I am seeing O rings as spacers on bottom valve caps more often. Is there any sonic reason for them?
Here's one train of thought on the subject...
Adjusting Valve Cap Tension
Thanks Dale, I was driving by the local hardware store yesterday and had my trumpets in the trunk.................... So I bought a set for my Bach 43 Bflat and my Bach 184L, both with heavy valve caps. Something else to tweak and complain about instead of actually blaming the nut on the other end of the mouthpiece!
That's exactly the two horns I have! (at least, the two I play the most). I tried o-rings on my 184 per the Osmun instructions and couldn't really tell any difference. I found I like both the 43 and 184 with a heavy cap on 1 & 3 and a regular cap on 2. Probably all in my head, but that's part of the game...
From the link:
"Properly adjusted bottom valve caps can improve the response, intonation, and flexibility of the trumpet. The tension of the caps is controlled with neoprene o-rings, which are installed on the outside of the casing, over the threads. Screwing the bottom cap up against the o-ring compresses it, tensioning the threads. In order to perform satisfactorily the o-ring needs to be both thick and of a sufficiently high durometer to produce the necessary tension. Once the o-rings have been installed the thread tension of each bottom cap can be adjusted. ...Once you have found this subtle spot, the bad news is that you have to do fine tuning on a regular basis. Changes in temperature and humidity as well as the stretching of the rings can change the whole game. A recommended change of approximately once a month will keep you from having over stretched rings."
Sounds like a lot of (constant) work to fing the sweet spot...
On a "pimped" standard trumpet, the results are probably more cosmetic. I did some tests in the late 90s with my Bach 72* and 229H CL. I had just purchased a Monette Ajna2 where the difference was very noticable. On the Bachs no amount of weight or tension made them any better. On my C the intonation even got worse. Ever since I am a believer in comprehensive design. If heavy is what you want, you have to add weight at all of the critical areas, not just mouthpiece and valve caps.
I realize the charm of playing trumpet designer and believing that for a couple of bucks, being able to achieve what well informed engineers were not able to.
On my Monette (in the mean time a Prana3), I don't play with any sweet spots.
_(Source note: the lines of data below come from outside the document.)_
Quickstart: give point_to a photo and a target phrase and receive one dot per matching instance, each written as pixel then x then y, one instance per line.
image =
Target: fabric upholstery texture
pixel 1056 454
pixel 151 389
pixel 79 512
I just tighten the 3rd valve alot and the other two are just snug enough not to be loose.
Thanks Rowuk. I have no problem 'pimped' on a standard horn, with no sonic difference. If anything, the O rings will keep the bottom caps from being frozen on my least used horns. Like I previously stated, I like the heavy valve caps on my two Bach's because of the way they feel in my hand.
My MF Prana came with no O rings. I put them on to try and didn't like it. It seemed to tighten up the trumpet. Notes clicked in a little better but over all it didn't seem to play better. I didn't like it at all for lead playing.
I might see about O-rings on mine. Sonically, it'll make squat difference, but at least I can get them off again! Dang valve oil flows down, turns to glue, and good luck getting them off.
But on my horn, heh, no sonic difference.